Daha Soma maden faciası kalplerimizi dağlarken, Ermenek´ten acı haber geldi. Dün Soma için ‘bu son olsun´ derken, şimdi Ermenek için ‘bu son olsun´ demekteyiz… Maden felâketleri yetmiyormuş gibi, haddinden fazla yolcu taşıma sonucu meydana gelen trafik kazalarını da gördük maalesef… Alıştık nasıl olsa, her biri için tek tek: “Bu son olsun!”…
Trafik kazalarının müsebbibinin hırs olduğu, ayan beyan… Açgözlülük açıkça görülüyor. “Az tamah, çok zarar getirir” demişler... Ya çok tamah?.. Küçük bir dikkat, maden kazalarının temelinde ‘çok tamah´ olduğunu hemen tespit eder. Nefsin isteklerine “son” mu var ki, bu “son” olsun? Ömür biter ‘sonlar´ bitmez… Evet, hırs yok edilemez ama nefs disiplin altına alınabilir, helâl kazanca razı edilebilir. Bunu mümkün kılacak imana insanlar inandırılabilir. Haksız kazanç hırslılarına hadleri bildirilebilir, burunlarından fitil fitil getirilebilir; emsallerine ders olur.
Bir Müslümanın aynı yılan deliğinden iki defa sokulmayacağını beyan eden hadis, −hiç olmazsa birinciden sonra olsun− tedbir alınması gerektiğini ihtar ediyor. Her facia, çok pahalıya mal olan bir ders… Buna rağmen tekrar tekrar felâketlerle karşılaştığımıza göre ders almıyoruz.
Bir takım tedbirler alınıyor, işçi haklarını korumaya matuf kanunlar çıkartılıyor… Ama kazanma hırsı, tedbirleri etkisiz kılacak yolları buluyor, boşluklardan faydalanıyor, iyi niyetleri ve ihtiyaç sahiplerini istismar ediyor. Bunun için her an bir facia haberi duyacağız korkusu ile yaşıyoruz…
Şimdi özelleştirmekle hata ettik nev´inden tenkitlerden tutun, suçu tamamen hükümete yıkmaya kadar her kafadan bir ses… Soğukkanlılıkla sebepler ve çareler üzerinde durmak yerine inkısar: “Biz adam olmayız!”… İstismarcılara ve kışkırtıcılara gün doğdu. Bu hengâmede, meseleyi canevinden değerlendirenlerin sesi de kaybolup gidiyor.

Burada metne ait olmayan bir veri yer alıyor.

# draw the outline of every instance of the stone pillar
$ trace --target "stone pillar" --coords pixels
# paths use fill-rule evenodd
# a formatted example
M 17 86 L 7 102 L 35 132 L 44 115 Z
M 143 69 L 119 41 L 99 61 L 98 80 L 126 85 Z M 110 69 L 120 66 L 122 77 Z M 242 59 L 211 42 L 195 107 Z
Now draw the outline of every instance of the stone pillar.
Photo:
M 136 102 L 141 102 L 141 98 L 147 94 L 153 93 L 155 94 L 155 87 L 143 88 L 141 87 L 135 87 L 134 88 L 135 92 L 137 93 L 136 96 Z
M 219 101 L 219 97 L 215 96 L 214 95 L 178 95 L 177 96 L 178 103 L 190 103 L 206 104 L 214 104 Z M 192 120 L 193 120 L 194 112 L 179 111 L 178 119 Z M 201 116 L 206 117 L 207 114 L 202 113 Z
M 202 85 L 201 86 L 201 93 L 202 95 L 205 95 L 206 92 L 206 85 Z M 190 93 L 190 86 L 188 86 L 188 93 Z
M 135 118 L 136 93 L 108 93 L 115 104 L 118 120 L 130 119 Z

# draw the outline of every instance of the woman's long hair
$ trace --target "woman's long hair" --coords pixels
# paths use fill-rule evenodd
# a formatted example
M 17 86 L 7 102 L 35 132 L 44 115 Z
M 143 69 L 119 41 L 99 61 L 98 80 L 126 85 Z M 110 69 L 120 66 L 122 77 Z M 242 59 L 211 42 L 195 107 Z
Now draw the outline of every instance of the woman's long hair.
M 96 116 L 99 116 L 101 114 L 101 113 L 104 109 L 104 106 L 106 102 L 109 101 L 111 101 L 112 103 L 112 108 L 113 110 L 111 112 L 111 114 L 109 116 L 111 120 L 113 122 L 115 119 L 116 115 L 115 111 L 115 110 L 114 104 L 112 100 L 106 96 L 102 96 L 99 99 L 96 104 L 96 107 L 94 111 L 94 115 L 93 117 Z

İşçisini kendisine tevdi edilmiş “mukaddes emanet” bilecek ve onu öz evlâdı gibi istihdam edecek ahlâkta insan yetiştirebiliyor muyuz; siz ondan haber verin… Maden çıkarma ruhsatını; öz evlâdı için alacağı emniyet tedbirlerini, −kanunlar emretmese bile− işçisi için de alacak ahlâkta insanlara veriyor muyuz; siz ondan haber verin… Bütün mesele insanı yetiştirmekte… Bunu idrak edebiliyor muyuz, onun hasretini çekiyor muyuz; siz ondan haber verin. Derdi; bu değerlerin cemiyete nasıl kazandırılacağı olmayanın derdi bitmez…
Başbakan Davutoğlu, hükümet programının geçici çözümler değil, köklü değişiklikler ve fikirler ihtiva ettiğini her vesileyle söylüyor. Ermenek felâketinden sonra da “Herhangi bir işyerinde işçilere tanıdığımız haklar yerine getirilmiyorsa işçilerimiz şikâyet edecekler. İş kazaları ile ilgili şikâyet hattı kurulacak. İşçilerimize angarya muamelesi yapılamaz. Bize bildirin. İhmalleri şikâyet edin ki, müdahale edebilelim. Anında o iş yerini kapatırız.” dedi. Ve facialardan ders alındığı ümidini veren bir cümle… “Bir zihniyet değişikliğine de acilen ihtiyaç var!” Bunlar, yalanı bile güzel olan ve yüreklere su serpen vaatler…
Sayın Davutoğlu, konuşmalarında heyecanla selâmlamayı çok seviyor. Biz de sözü öyle tamamlayalım… Ders alınma ümidine “selâm olsun!”